Let’s walk through this line by line. First, we instantiate a new SimPy Environment object. This is what will handle all of the new events which are created in the simulation. Next, we instantiate an arrival process connected to this Environment object. The connection is explicit because we want to know where the arrival process sends its new Event objects as it creates them. Next, we create a preliminary Process Event. A Process is itself an Event, although it amounts to the Environment running some arbitrary procedure. More on this in a later post. In our case, we need a way to jump-start the arrival process, which is why we do so explicitly here.5 Finally, the main simulation is executed with the env.run call. This processes the event queue until no more events remain. However, since in our case the arrival process goes on forever, we can include a hard stopping time by specifying an alternative until keyword parameter. Here we are saying, “if the event queue isn’t empty by time 20, terminate anyways.”

Here’s some sample output of the simulation:

arrival   1 at time  2.75
arrival   2 at time  3.11
arrival   3 at time  5.34
arrival   4 at time  5.60
arrival   5 at time  6.72
arrival   6 at time  8.18
arrival   7 at time  8.50
arrival   8 at time  8.82
arrival   9 at time 10.25
arrival  10 at time 10.49
arrival  11 at time 11.29
arrival  12 at time 12.64
arrival  13 at time 17.39
arrival  14 at time 17.77
arrival  15 at time 18.34
arrival  16 at time 18.40
arrival  17 at time 18.71
arrival  18 at time 19.40
arrival  19 at time 19.42
arrival  20 at time 19.77

This is simply the output of the print statement included in the simpy_arrival_process definition. Notice that the last arrival occurs at time 19.77, which is a good indication that the event queue is interrupted at time 20, as we requested.6

The point of this example is to show that, at least for simple simulation problems, porting to SimPy is pretty straightforward. There’s a little bit of boilerplate code, and there is one important change to the underlying process generator, but otherwise it’s basically pure Python.

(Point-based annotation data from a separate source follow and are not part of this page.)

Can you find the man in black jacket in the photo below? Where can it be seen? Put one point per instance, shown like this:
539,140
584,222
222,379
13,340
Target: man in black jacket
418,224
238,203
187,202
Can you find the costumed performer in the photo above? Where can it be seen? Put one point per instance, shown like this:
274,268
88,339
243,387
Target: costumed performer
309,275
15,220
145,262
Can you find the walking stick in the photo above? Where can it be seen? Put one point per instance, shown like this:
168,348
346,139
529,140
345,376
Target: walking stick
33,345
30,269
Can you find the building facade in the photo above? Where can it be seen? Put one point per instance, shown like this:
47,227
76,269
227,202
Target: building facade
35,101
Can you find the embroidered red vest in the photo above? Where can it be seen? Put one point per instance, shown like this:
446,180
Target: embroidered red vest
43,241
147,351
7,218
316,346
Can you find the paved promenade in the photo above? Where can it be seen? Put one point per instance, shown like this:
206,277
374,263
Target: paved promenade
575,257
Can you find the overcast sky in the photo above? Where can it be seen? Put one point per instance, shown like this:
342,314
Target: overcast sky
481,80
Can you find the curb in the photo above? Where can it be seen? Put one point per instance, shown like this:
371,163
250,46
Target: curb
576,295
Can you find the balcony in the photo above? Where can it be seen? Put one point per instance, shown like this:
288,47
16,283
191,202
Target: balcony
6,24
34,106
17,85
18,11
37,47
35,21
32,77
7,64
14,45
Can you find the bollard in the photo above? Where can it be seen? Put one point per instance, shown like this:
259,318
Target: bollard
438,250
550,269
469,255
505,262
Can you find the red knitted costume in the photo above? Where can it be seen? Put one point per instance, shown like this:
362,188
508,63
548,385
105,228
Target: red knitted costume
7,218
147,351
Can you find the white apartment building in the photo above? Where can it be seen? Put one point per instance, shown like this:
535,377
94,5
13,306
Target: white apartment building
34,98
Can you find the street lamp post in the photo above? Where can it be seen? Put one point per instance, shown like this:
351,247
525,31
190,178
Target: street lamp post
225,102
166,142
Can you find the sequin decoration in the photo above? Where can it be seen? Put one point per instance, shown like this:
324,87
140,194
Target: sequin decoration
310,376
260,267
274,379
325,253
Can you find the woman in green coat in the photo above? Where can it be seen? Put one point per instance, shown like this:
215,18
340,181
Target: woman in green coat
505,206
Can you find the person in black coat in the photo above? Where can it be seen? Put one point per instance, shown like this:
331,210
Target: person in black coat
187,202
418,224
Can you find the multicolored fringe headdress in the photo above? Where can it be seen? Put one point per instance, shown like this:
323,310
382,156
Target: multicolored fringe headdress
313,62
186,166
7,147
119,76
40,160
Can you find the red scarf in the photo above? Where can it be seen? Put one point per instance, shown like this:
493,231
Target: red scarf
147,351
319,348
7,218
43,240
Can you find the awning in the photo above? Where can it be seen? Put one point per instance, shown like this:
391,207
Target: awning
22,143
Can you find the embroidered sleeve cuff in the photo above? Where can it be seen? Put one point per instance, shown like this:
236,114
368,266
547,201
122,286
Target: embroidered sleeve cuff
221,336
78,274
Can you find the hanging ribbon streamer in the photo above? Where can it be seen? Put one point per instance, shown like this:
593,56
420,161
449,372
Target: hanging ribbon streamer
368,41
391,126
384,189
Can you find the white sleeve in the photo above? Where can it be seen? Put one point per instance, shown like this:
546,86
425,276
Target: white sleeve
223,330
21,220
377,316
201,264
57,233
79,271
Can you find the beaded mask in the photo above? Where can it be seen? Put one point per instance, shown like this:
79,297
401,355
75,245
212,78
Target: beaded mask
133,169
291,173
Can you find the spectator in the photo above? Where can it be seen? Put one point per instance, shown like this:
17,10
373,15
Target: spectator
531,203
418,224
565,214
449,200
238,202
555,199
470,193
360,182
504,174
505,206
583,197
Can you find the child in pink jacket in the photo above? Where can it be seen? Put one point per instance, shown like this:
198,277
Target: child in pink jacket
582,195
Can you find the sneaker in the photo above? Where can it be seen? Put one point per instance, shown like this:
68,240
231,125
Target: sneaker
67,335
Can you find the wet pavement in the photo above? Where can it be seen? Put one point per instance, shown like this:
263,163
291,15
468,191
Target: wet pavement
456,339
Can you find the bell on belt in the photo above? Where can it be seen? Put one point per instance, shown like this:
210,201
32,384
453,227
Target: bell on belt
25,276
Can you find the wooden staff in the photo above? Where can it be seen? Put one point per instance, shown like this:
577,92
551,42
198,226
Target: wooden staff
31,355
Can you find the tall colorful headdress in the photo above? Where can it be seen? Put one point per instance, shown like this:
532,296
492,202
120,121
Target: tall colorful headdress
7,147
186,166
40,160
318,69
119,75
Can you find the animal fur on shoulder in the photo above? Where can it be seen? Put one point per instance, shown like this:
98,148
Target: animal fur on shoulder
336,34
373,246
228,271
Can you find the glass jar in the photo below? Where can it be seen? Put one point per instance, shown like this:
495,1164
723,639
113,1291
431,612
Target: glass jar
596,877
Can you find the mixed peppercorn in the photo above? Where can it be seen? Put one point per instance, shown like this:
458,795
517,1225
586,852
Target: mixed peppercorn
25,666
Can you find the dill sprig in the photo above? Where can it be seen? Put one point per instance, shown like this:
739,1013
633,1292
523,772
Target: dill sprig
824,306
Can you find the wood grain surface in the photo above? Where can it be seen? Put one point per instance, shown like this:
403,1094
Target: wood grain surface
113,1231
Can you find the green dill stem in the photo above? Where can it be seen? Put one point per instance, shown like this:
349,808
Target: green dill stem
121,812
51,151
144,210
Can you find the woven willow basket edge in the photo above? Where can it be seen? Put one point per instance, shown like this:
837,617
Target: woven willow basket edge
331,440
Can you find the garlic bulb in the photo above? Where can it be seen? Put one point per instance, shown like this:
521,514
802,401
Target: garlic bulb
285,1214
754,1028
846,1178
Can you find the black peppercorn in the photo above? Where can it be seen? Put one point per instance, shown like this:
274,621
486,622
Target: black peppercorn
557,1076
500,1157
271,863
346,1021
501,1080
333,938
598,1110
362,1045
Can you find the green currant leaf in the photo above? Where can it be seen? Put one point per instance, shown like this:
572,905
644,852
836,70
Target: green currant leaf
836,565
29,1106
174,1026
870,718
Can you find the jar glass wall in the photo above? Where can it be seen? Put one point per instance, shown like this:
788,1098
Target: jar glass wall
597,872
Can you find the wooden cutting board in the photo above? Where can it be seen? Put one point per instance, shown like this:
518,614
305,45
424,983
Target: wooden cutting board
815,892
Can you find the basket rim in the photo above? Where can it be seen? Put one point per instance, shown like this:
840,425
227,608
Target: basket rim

A little bit about the Timeout object (created in line 9 of simpy_example_arrival_process.py): SimPy Event subclasses have a number of different functions. The Timeout suspends the execution of the Python generator in which it is yielded, and it schedules the generator’s resumption to a moment in the future. This is specified by the delay paramater, which tells the Environment when it will be executed (that is, where it is placed in the event queue). If the underlying generator has a natural finite termination (e.g., a generator for all primes less than 100), then eventually this “loop” of Timeout constructors will stop on its own. In our case, the generator never terminates, so each round of execution schedules a new Timeout.

There is a lot more to say, and a lot more to show, regarding SimPy. But since we’ve gotten a (very) minimal example working, I’ll leave it here.

Notes

  1. It even has its own Wiki

  2. This can be seen by the interpretation of \(\lambda\) as the rate parameter of the exponential random variable. In that case, since \(E[X_n] = \lambda^{-1}\), we can say “on average, one lifetime is \(\lambda^{-1}\) units”. The inversion of this statement is a rate interpretation. 

  3. Be warned, NumPy users: np.random.exponential uses the scale, not the rate, parameter in its definition. To go from one to the other simply take reciprocals. 

  4. Why does the print happen after the yield? It’s a bit of a hack, I agree. Basically, it avoids printing the “0th arrival” by waiting until the second arrival event before printing anything at all. I would be more careful about this in real-life code. 

  5. An alternative implementation using classes can avoid this line in the simulation flow by including it in the class __init__ method. I will try to show this in a later post. 

  6. Also note that 20 arrivals in 20 units of time is exactly \(E[N(20)]\) when \(\lambda = 1\), which is a neat coincidence.